Praktyczny trening siłacza

2944
Thomas Jones
Praktyczny trening siłacza

Oto sceneria: jest około 6 rano w sobotę rano na przedmieściach Columbus w Ohio. Kolejka samochodów zaczyna gromadzić się na małym parkingu przed magazynem, do którego można się dostać tylko drogą w głębi kraju.

Ludzie zaczynają filtrować wnętrze magazynu, a pomiędzy jękami i jękami zwykle związanymi z wstawaniem tak wcześnie, są śmiechy i historie z poprzedniego tygodnia.

Większość jest w świetnych nastrojach, kiedy ustawiają sprzęt, a gdy zegar wybija 6:30, Drużyna B.O.S.S. (Brothers of Stone and Steel) przechodzi do rzeczy.

W zależności od tego, kto obsługuje radio, zaczyna bić death metal lub rap (a czasem ścieżka dźwiękowa „The Lost Boys”), zapach mazi i kredy uderza w nozdrza, a ciężki tyłek zaczyna się rzucać. Zrywanie modzeli, zbliżanie się do omdlenia i podnoszenie rzeczy, których nie można podnieść, to tylko norma.

To jest scenariusz, przez który przechodzę co tydzień. To jest siłacz.

Mentalna gra

Włączenie siłacza do rutyny treningowej bez wątpienia zapewni solidne przyrosty nie tylko mięśni, ale także wytrzymałości, mocy, siły statycznej i tego niezwykle ważnego czynnika X, wytrzymałości psychicznej.

Najlepsza wskazówka, jaką mogę ci zaoferować, a ta wskazówka może być wykorzystana do każdego przedsięwzięcia w twoim życiu, to znalezienie partnerów treningowych, którzy są nie tylko silniejsi od Ciebie, ale także gotowi rzucić Ci wyzwanie, aby przekroczyć Twoje granice.
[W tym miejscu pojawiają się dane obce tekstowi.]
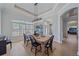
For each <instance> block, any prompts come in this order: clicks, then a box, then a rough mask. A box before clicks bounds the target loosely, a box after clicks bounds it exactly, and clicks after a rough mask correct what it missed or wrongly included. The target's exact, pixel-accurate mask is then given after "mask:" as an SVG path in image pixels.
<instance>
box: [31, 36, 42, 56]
mask: <svg viewBox="0 0 79 59" xmlns="http://www.w3.org/2000/svg"><path fill="white" fill-rule="evenodd" d="M30 40H31V44H32V47H31V51H32V49H33V48H34V49H35V56H36V54H37V52H38V49H37V47H38V46H40V51H41V44H40V43H38V42H37V41H36V39H35V38H34V37H33V36H31V37H30Z"/></svg>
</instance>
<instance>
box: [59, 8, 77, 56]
mask: <svg viewBox="0 0 79 59" xmlns="http://www.w3.org/2000/svg"><path fill="white" fill-rule="evenodd" d="M61 18H62V32H63V33H62V34H63V35H62V36H63V39H62V44H63V47H65V49H64V50H65V51H69V53H68V54H66V55H72V54H71V53H73V55H76V54H77V43H78V42H77V41H78V34H77V33H78V31H77V29H78V8H73V9H71V10H69V11H67V12H66V13H64V14H63V15H62V16H61Z"/></svg>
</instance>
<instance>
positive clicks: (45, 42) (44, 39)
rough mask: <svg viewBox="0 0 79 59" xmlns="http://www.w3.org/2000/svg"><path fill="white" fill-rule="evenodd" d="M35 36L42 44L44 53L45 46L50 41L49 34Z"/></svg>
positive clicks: (42, 51) (36, 39)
Przekraczanie własnych wyznaczonych granic jest esencją sportów siłowych. Głęboko wierzę, że większość płaskowyżów treningowych jest wynikiem barier mentalnych, a nie fizycznych ograniczeń.
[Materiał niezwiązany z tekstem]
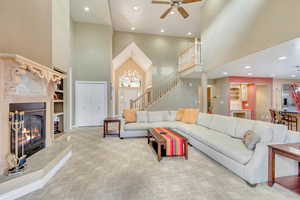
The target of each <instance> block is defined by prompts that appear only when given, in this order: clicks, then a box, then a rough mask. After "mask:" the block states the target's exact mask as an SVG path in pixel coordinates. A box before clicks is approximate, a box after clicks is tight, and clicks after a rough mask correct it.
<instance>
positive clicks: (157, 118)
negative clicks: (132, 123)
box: [148, 111, 169, 122]
mask: <svg viewBox="0 0 300 200" xmlns="http://www.w3.org/2000/svg"><path fill="white" fill-rule="evenodd" d="M168 119H169V111H155V112H148V122H162V121H168Z"/></svg>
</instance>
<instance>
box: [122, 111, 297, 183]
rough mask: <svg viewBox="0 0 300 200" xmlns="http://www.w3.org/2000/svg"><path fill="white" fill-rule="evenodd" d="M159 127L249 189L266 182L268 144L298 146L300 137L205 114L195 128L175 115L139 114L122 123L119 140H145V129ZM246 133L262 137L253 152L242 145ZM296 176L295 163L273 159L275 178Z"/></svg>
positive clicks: (295, 162) (157, 112) (233, 119)
mask: <svg viewBox="0 0 300 200" xmlns="http://www.w3.org/2000/svg"><path fill="white" fill-rule="evenodd" d="M158 127H168V128H174V129H176V130H177V131H179V132H180V133H181V134H183V135H184V136H186V137H187V138H188V140H189V143H190V144H191V145H192V146H193V147H195V148H196V149H198V150H199V151H201V152H203V153H205V154H206V155H208V156H209V157H210V158H212V159H214V160H215V161H217V162H219V163H220V164H221V165H223V166H224V167H226V168H227V169H229V170H231V171H232V172H234V173H235V174H237V175H238V176H240V177H241V178H243V179H244V180H245V181H246V182H247V183H249V184H251V185H255V184H257V183H263V182H267V177H268V171H267V169H268V146H267V145H268V144H280V143H281V144H282V143H295V142H300V133H296V132H291V131H288V130H287V127H286V126H283V125H278V124H271V123H268V122H261V121H254V120H247V119H240V118H233V117H227V116H222V115H215V114H205V113H199V115H198V121H197V123H196V124H187V123H183V122H181V121H176V111H156V112H146V111H139V112H137V122H136V123H128V124H125V123H124V120H122V129H121V138H129V137H144V136H146V135H147V129H149V128H158ZM247 130H253V131H254V132H255V133H257V134H259V135H260V137H261V141H260V142H259V143H258V144H257V145H256V149H255V150H254V151H251V150H249V149H247V148H246V146H245V145H244V144H243V143H242V140H241V138H242V137H243V135H244V134H245V132H246V131H247ZM297 173H298V163H297V162H296V161H292V160H289V159H287V158H283V157H280V156H277V157H276V175H277V176H279V177H280V176H288V175H295V174H297Z"/></svg>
W wojsku nazywaliśmy to „męstwem jelitowym”.„W zwykłym świecie nazywamy to„ parą piłek ”.„Jeśli powiesz sobie, że nie możesz czegoś zrobić, zgadnij co? Nie możesz tego zrobić. Jest to dość prosta koncepcja do nauczenia, ale wiele osób nie ma czasu, aby ją zrozumieć.
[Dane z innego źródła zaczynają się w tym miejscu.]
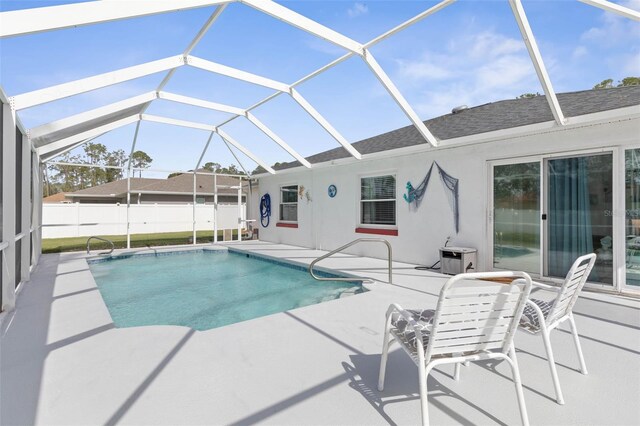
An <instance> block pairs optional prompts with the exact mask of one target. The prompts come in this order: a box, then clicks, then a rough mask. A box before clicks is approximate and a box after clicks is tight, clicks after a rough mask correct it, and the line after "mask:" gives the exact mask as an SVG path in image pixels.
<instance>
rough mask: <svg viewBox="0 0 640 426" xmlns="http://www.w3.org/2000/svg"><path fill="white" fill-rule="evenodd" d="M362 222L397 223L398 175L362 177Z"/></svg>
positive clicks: (361, 223)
Jeśli nie przychodzi to naturalnie, otaczanie się ludźmi, którzy mają parę piłek, może znacznie wzmocnić twoją.

Wiem, o czym myślisz: kiedy ten kretyn dostanie się na program treningowy? Dotrę tam, ale chodzi o to, że jeśli nie masz głowy w grze, to nie obchodzi mnie, jak dobry masz program treningowy - poniesiesz porażkę.

Program

Niestety nie każdy ma dostęp do sprzętu siłacza. Co ja sugeruję? Cóż, osobiście powiedziałbym ci, żebyś rzucił swoją siłownię, kupił stojak do ćwiczeń, kilka drążków olimpijskich, trochę ciężarków i trochę narzędzi, ale zdaję sobie sprawę, że nie jest to opłacalna opcja dla każdego. Tak więc, pomimo mojego pragnienia, aby każdy mógł mieć dostęp do jakiegoś hardkorowego sprzętu, opracowałem program, z którego możesz korzystać w przeciętnej komercyjnej siłowni.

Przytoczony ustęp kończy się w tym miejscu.